Health experts agree that using turmeric as a spice is safe. Turmeric does not show any side effects, except for the possibility to stimulate the creation of kidney stones in people who are prone to this condition.

On the other hand, turmeric supplements may cause many side effects, undesired interactions and they sure come with a warning. Turmeric and curcumin are not the same, but their side effects and reactions are considered as one by Drugs.com, Rxlist.com, and the National Institute of Health’s MedLine.

They all agreed that turmeric and curcumin supplements are not recommended for:

— Pregnant women. Curcumin stimulates the function of your uterine and increases the risk of miscarriage. There is no proof of turmeric being safe for breastfeeding moms.

— Those who try to conceive. Turmeric could only make your problem worse.
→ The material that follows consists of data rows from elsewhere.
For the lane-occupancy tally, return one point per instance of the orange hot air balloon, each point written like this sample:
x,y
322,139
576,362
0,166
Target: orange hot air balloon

— Individuals with sensitive hormone levels. Turmeric has the same effect as estrogen, and you should avoid it if you are diagnosed with reproductive cancer, endometriosis, or uterine fibroids.

— Patients with gallstones and gallbladder disease. Turmeric only adds to the problem.

— Those who are scheduled for surgery in 2 weeks. Turmeric thins blood and increases the risk of bleeding. Patients who take medications to affect clotting, including aspirin, clopidogrel, diclofenac, ibuprofen, naproxen, and warfarin. Turmeric raises the risk of bruising and bleeding.

— Individuals with GERD, ulcers, and other stomach issues. Turmeric worsens GERD and may trigger gastric irritation, upset stomach, nausea, and diarrhea.

— People who take drugs for their stomach acid. Turmeric interferes of the effect of Zantac, Tagamet, Nexium, and stimulates the production of stomach acid.

— Diabetics. Turmeric elevates the risk of hypoglycemia. Those who suffer from iron deficiency. Turmeric stops the organism from absorbing iron.

Drugs.com lists 70 drugs with adverse interaction with turmeric and curcumin supplements. Check for the thorough list of turmeric interactions.